Roy killed himself on July 12, 2014, by breathing in carbon monoxide while he sat in his truck. He was communicating with Carter at the time; when he told her he’d gotten out of the truck and was scared, she texted him to “get back in.”
Bristol Assistant District Attorney Maryclare Flynn argued that Carter egged Roy on because she wanted to play the “grieving girlfriend” to boost her own popularity. Flynn called Roy “a pawn in [Carter’s] sick game of life and death” and argued that she’d engaged in “wanton and reckless conduct,” which met the standard for involuntary manslaughter. “She reasoned him out of his reservations … She mocked him when he chose to delay his death,” Flynn said.
But Carter’s attorney claimed that she’d tried to talk Roy into getting help for months, but that two weeks before he died, she experienced a “transformation” set off by antidepressants she was taking and “came to believe the best way to help him was to encourage him to carry out his plan to kill himself,” according to the New York Times. They listed her other “frailties,” such as an eating disorder, anxiety, and a tendency to self-harm.
They also pointed out that, in October 2012, Roy had told Carter he was going to commit suicide, but in that instance she talked him out of it, writing “You have so much to live for please don’t,” in a Facebook message.

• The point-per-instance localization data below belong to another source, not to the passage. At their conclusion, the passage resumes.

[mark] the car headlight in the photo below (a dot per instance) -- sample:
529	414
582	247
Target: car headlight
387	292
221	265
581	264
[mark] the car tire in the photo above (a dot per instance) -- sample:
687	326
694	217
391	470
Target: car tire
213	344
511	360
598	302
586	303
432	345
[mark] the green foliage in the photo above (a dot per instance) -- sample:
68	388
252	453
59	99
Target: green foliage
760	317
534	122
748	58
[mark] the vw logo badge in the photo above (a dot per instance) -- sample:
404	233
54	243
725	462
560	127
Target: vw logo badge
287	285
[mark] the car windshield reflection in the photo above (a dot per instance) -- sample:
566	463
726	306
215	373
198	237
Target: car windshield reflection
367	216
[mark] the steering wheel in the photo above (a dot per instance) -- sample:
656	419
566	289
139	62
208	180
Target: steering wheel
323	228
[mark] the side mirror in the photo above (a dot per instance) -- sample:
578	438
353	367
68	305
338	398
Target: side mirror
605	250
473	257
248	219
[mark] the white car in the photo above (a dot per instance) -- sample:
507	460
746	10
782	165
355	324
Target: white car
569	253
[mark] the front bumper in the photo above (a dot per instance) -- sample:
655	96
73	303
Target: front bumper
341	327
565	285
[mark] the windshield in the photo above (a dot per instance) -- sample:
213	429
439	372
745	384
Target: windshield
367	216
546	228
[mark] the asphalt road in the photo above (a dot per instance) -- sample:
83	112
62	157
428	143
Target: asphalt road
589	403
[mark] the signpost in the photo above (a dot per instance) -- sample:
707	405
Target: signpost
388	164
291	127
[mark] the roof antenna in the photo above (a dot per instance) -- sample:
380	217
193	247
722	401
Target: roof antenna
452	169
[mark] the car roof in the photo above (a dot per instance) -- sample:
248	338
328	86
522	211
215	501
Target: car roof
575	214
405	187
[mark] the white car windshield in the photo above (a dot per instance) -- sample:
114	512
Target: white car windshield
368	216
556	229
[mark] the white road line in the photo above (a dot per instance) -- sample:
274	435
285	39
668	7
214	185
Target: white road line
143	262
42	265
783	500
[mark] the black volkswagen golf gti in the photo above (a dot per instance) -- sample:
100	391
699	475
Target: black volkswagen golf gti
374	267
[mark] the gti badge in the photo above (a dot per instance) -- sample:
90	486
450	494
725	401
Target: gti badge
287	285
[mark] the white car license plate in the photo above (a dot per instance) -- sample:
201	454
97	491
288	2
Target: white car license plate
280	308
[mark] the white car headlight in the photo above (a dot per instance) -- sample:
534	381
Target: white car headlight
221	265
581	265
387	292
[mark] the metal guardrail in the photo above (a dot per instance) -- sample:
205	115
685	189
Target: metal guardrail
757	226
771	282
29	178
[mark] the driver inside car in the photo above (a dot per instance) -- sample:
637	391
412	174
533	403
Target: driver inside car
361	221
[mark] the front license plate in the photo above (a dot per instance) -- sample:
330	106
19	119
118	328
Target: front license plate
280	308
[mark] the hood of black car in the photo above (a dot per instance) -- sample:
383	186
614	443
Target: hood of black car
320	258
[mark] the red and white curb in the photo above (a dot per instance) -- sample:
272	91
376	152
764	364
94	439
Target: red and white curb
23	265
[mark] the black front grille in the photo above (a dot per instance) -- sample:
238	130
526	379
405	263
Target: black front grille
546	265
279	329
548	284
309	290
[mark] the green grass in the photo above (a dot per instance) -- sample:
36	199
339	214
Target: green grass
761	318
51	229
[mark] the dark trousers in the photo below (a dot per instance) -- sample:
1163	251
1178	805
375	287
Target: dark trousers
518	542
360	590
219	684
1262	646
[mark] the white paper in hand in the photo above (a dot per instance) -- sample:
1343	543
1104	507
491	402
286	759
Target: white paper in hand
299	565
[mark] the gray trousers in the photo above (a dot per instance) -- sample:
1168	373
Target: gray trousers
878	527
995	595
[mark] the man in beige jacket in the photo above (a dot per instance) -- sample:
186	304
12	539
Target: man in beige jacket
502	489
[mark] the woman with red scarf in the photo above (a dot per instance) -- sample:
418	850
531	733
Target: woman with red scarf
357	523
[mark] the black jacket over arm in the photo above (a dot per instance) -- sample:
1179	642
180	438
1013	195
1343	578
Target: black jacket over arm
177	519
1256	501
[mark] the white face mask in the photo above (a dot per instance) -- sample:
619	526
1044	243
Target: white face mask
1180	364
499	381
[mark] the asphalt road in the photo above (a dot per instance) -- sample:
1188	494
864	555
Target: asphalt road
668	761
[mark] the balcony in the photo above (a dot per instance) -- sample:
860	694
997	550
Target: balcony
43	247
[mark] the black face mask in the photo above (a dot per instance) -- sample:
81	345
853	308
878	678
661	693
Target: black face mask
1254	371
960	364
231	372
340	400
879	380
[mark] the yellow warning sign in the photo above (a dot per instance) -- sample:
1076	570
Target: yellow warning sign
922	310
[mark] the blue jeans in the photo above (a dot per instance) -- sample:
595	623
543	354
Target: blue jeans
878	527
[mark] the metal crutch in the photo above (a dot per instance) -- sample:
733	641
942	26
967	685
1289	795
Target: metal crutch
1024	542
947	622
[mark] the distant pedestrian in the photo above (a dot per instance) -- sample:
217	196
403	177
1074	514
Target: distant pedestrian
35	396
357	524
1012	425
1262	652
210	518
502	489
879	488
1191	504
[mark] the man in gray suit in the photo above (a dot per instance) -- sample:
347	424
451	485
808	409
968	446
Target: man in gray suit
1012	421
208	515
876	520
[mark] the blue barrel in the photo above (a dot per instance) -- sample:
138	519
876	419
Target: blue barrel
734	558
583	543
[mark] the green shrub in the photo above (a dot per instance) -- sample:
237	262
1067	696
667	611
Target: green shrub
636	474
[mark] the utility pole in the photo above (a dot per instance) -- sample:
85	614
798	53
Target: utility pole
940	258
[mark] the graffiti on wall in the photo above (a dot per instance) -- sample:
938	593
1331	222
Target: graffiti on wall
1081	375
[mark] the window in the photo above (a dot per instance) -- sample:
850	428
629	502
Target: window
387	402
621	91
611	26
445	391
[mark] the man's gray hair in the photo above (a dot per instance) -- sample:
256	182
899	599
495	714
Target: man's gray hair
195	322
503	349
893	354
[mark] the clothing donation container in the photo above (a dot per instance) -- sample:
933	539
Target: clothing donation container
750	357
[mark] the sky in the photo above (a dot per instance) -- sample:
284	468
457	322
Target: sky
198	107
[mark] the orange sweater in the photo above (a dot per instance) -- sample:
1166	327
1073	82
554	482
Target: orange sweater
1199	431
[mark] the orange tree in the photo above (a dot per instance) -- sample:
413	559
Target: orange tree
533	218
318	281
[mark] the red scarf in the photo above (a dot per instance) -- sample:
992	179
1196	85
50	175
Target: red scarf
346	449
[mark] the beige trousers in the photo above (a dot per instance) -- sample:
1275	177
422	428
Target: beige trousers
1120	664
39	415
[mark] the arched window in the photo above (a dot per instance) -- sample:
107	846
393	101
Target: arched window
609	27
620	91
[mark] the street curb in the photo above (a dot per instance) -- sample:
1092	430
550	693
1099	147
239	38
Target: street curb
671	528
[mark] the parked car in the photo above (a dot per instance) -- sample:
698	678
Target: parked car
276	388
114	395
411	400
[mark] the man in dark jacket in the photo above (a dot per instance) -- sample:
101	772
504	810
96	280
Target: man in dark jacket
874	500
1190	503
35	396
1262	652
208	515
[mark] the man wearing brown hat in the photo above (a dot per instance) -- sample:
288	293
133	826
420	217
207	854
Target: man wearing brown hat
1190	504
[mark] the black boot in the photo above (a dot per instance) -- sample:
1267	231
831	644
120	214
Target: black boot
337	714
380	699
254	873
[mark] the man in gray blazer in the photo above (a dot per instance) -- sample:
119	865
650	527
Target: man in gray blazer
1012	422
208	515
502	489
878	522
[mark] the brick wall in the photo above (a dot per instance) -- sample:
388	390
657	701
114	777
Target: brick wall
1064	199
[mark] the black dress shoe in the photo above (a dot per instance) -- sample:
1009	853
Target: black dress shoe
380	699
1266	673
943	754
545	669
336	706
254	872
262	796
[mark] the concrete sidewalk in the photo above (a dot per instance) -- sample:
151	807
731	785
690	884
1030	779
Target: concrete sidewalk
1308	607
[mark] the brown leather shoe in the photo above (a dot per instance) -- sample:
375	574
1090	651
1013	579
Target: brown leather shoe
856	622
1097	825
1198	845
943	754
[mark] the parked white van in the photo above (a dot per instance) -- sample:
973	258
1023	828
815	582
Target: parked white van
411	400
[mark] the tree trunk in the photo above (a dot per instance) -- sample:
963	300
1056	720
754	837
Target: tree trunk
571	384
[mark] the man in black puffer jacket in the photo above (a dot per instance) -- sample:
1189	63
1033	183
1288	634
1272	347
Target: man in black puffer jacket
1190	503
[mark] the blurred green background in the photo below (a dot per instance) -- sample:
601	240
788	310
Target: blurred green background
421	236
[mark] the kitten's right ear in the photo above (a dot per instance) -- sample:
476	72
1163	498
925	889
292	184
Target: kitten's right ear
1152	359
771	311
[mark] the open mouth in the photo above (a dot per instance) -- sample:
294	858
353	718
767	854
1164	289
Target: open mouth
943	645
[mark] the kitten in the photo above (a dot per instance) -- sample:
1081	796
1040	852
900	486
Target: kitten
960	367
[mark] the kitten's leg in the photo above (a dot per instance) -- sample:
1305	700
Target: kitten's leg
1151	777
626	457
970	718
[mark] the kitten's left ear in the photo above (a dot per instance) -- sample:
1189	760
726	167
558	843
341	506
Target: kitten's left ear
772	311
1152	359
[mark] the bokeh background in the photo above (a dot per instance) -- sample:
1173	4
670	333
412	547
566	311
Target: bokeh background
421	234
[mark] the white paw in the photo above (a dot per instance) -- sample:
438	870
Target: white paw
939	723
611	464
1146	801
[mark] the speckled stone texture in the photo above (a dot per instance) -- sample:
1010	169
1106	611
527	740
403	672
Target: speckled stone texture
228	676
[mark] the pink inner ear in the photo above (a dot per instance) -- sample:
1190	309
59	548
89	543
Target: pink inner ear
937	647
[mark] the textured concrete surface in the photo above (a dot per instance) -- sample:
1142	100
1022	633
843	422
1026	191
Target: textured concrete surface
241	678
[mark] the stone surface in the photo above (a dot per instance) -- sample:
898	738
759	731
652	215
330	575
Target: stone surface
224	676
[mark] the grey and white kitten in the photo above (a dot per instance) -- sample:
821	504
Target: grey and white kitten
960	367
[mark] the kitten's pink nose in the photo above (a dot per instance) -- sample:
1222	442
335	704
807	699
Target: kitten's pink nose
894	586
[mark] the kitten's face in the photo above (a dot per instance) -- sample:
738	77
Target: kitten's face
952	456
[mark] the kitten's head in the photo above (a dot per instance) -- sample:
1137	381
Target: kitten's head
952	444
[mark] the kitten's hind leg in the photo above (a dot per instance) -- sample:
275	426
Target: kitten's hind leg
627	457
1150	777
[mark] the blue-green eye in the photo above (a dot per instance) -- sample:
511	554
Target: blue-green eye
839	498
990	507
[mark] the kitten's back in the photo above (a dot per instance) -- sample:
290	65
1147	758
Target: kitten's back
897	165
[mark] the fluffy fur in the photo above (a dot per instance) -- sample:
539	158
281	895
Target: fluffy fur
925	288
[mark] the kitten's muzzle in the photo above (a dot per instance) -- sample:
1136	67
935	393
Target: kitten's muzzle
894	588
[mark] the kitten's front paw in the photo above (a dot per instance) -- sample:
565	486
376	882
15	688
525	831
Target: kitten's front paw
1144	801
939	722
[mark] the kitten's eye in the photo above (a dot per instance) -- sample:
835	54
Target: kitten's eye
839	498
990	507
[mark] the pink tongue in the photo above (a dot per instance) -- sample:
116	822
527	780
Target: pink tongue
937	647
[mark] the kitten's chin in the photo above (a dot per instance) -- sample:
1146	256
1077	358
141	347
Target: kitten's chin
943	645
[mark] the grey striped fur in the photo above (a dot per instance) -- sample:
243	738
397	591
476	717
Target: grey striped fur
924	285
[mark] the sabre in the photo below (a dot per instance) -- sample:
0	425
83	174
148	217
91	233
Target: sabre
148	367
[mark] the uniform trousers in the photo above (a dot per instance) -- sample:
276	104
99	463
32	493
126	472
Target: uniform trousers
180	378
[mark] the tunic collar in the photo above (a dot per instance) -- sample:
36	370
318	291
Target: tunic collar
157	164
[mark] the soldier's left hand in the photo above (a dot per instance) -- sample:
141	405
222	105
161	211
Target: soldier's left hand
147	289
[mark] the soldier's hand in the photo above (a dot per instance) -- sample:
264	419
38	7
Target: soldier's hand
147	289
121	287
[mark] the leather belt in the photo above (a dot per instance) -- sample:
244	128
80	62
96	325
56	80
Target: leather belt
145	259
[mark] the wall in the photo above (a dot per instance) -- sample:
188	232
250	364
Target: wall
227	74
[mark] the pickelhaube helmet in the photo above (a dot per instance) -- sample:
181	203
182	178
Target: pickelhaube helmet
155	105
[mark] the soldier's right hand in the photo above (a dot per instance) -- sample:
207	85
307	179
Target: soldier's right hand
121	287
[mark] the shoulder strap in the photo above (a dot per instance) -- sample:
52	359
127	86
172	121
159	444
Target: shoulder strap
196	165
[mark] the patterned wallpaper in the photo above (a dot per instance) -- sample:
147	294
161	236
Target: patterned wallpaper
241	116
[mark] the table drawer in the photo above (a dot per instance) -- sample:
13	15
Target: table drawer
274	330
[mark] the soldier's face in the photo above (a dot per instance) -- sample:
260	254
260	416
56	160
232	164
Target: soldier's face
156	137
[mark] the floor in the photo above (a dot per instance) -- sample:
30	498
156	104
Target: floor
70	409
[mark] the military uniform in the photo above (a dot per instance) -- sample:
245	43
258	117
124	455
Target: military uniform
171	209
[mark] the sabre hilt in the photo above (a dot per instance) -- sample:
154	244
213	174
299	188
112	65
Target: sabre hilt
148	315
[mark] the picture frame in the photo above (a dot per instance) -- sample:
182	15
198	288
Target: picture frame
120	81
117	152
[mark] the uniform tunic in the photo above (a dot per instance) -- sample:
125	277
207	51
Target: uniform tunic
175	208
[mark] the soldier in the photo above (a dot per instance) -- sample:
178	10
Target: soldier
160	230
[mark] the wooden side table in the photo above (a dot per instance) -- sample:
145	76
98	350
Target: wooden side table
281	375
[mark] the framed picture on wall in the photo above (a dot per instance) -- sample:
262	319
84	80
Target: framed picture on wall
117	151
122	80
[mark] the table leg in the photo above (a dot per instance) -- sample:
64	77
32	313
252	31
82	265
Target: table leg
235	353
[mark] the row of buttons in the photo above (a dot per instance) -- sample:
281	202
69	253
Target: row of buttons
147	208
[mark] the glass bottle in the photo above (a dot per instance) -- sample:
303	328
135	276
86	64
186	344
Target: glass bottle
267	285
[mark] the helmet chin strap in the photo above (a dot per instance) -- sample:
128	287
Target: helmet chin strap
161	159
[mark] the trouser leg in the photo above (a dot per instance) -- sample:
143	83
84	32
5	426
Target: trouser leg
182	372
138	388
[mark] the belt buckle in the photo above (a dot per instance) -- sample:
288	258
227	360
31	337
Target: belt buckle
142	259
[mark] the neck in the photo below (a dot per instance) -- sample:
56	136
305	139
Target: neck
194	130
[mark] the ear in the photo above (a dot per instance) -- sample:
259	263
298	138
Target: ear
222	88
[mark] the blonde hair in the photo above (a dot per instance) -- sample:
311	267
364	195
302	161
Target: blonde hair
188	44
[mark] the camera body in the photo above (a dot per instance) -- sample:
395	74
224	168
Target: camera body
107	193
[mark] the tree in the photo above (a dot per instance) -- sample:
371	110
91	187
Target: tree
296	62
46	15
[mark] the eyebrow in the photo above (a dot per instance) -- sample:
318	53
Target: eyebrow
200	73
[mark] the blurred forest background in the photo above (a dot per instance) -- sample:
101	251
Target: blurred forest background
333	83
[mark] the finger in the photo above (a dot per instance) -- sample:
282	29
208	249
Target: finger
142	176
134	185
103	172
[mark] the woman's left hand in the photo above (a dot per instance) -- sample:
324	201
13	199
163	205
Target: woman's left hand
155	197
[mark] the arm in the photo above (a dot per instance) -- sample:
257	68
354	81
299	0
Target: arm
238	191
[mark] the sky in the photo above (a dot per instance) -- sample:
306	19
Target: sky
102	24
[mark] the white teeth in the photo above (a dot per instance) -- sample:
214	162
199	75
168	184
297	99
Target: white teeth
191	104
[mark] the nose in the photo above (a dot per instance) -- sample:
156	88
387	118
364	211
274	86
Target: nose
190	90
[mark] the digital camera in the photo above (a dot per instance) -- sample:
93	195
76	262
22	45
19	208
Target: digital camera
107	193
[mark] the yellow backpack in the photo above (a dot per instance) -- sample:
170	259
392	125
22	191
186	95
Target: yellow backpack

None of these arguments swayed Moniz, who in a speech to the courtroom said Carter knowingly did nothing to save Roy. “She instructs Roy to get back in the truck knowing of all the feelings he has exchanged with her; his ambiguities, his fears, his concerns,” the judge said. “This court finds that by instructing Mr. Roy to get back in the truck constitutes wanton and reckless conduct by Ms. Carter, creating a situation where there is a high degree of likelihood that substantial harm would result to Mr. Roy.”
Carter will be sentenced on August 3; she faces up to 20 years in prison.